La littérature dédiée aux adolescents sur cette thématique et notamment les dystopies, les fictions d’anticipation connaissent un fort développement ces dernières années (voir Thèmalire « Dystopies et changements climatiques ») ; et la question du dérèglement climatique est souvent traitée par les médias. En revanche, les ouvrages documentaires récents qui portent sur cette question sont moins évidents à trouver.
Bien s’informer pour mieux comprendre le dérèglement climatique et ses conséquences. Introduction aux concepts
Pour comprendre ce que l’on vit aujourd’hui et ce qui nous arrivera demain, il est essentiel de revenir aux fondements en répondant à la question « Qu’est-ce que le changement climatique ? »
En effet, bien des jeunes ne savent pas véritablement de quoi l’on parle et ne font pas la différence entre le fait, par exemple, qu’il fasse plus chaud que d’habitude l’hiver (c’est-à-dire la météo) et un climat plus chaud qui entraîne des réactions en chaîne (le climat). Jean-Marc Jancovici, dans son ouvrage Le changement climatique expliqué à ma fille, reprend très clairement la différence entre ces deux éléments. Sous la forme d’une discussion entre un père et sa fille, il explique tout d’abord que le climat change, et revient sur des définitions importantes comme l’effet de serre. Il aborde également la thématique de la montée des eaux et des conséquences du réchauffement des océans, la fonte des glaciers et des banquises. Enfin, il rappelle que les ressources sont épuisables et bientôt épuisées, comme celles qui servent à produire notre énergie (pétrole, gaz, charbon, etc.). Il rappelle également que certaines énergies sont plus polluantes (et participent davantage au dérèglement) que d’autres.
Sur un autre support, la bande dessinée intitulée Le changement climatique en Bd ! réalisée par Yoram Bauman et Grady Klein met en scène deux scientifiques expliquant de manière simple et amusante ce qu’est le changement climatique. Dans une première partie, les auteurs reviennent sur le fonctionnement de notre planète pour mieux comprendre les cycles qu’elle a traversés et les différents phénomènes qui créent ce changement. La seconde partie dresse le portrait des conséquences de ce dérèglement depuis la révolution industrielle (l’augmentation des températures, ses conséquences sur l’eau et sur la vie sur Terre). La troisième partie porte sur les actions à mener pour limiter notre empreinte carbone. Le format bande dessinée est très intéressant, car il permet de toucher un public plus large et de faciliter la compréhension des termes employés grâce à de nombreux schémas, graphes et dessins.
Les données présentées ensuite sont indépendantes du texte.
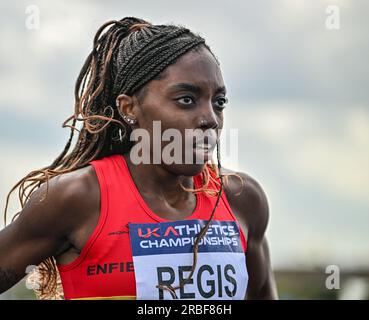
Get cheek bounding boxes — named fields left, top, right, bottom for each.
left=217, top=118, right=224, bottom=137
left=136, top=106, right=162, bottom=129
left=218, top=113, right=224, bottom=125
left=217, top=114, right=224, bottom=129
left=137, top=98, right=175, bottom=126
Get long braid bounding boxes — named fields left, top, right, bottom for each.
left=156, top=140, right=225, bottom=299
left=3, top=16, right=234, bottom=299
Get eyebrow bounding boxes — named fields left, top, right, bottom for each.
left=167, top=83, right=227, bottom=95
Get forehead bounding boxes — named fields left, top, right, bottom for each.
left=155, top=47, right=224, bottom=91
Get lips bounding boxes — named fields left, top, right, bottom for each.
left=193, top=142, right=216, bottom=152
left=195, top=143, right=213, bottom=149
left=192, top=130, right=217, bottom=151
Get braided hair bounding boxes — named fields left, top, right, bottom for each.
left=4, top=17, right=242, bottom=299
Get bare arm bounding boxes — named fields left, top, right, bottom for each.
left=224, top=170, right=278, bottom=300
left=246, top=235, right=278, bottom=299
left=0, top=168, right=92, bottom=294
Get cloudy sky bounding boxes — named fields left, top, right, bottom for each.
left=0, top=0, right=368, bottom=271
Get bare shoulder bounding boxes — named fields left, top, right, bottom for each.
left=222, top=167, right=269, bottom=240
left=27, top=164, right=97, bottom=212
left=44, top=164, right=98, bottom=206
left=0, top=165, right=100, bottom=292
left=13, top=164, right=99, bottom=243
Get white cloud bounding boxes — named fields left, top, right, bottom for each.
left=293, top=135, right=369, bottom=203
left=1, top=0, right=368, bottom=272
left=227, top=102, right=369, bottom=204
Ancien et peut être difficile à trouver, le documentaire d’Al Gore Une vérité qui dérange, à la fois biographique et de photographie, invite à une prise de conscience générale sur les problèmes environnementaux. Nous sommes touchés par cet ancien vice-président des États-Unis qui nous raconte comment il a pris lui-même conscience du changement climatique à la suite du terrible accident de son fils. Le dérèglement climatique et ses conséquences (fonte des glaciers, augmentation des catastrophes naturelles, manque d’eau, élévation du niveau de la mer) sont autant de preuves que celui-ci est déjà présent et qu’il s’intensifie. Il apporte également des éléments de compréhension sur l’inaction des États (actions de lobbyistes et campagnes de pub discréditant les scientifiques). Enfin, Al Gore propose des moyens d’actions individuels pour limiter la consommation d’énergie et ainsi avoir moins d’impact sur le climat.
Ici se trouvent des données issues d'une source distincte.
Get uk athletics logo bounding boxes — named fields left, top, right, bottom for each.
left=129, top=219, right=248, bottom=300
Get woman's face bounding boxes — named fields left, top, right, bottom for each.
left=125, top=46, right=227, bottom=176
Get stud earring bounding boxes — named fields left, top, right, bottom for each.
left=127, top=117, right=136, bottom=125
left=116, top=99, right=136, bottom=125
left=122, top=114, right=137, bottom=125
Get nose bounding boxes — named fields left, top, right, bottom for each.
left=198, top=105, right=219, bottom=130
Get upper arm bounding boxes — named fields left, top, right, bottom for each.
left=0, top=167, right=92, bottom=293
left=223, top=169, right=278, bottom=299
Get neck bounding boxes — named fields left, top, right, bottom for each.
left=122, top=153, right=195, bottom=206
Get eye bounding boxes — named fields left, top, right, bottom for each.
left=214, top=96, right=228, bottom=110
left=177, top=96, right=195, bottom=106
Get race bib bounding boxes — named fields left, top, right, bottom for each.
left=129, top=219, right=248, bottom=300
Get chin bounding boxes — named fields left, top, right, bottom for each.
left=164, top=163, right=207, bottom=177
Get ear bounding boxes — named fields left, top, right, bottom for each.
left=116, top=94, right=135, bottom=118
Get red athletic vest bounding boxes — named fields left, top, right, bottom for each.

Un changement climatique qui implique des changements sociétaux
Pour faire suite à la critique d’Al Gore sur les raisons de l’inaction politique face à l’urgence climatique, plusieurs documentaires pointent du doigt le capitalisme, le rôle joué par les lobbys et la surconsommation.
Ainsi, la blogueuse Emma Clit, dans la bande dessinée intitulée Un autre regard sur le climat, met en évidence une approche sociale du problème. Elle dresse le portrait, appuyé de chiffres, des conséquences des changements climatiques sur les territoires et sur les populations. C’est un livre engagé et foncièrement anticapitaliste, le capitalisme étant jugé comme la première cause du dérèglement climatique et de l’inaction politique : le profit, le lobbying et l’illusion d’une économie verte sont autant de maux qui empêchent les véritables actions. La dernière partie de ce livre est dédiée aux solutions possibles que nous pouvons déjà mettre en place.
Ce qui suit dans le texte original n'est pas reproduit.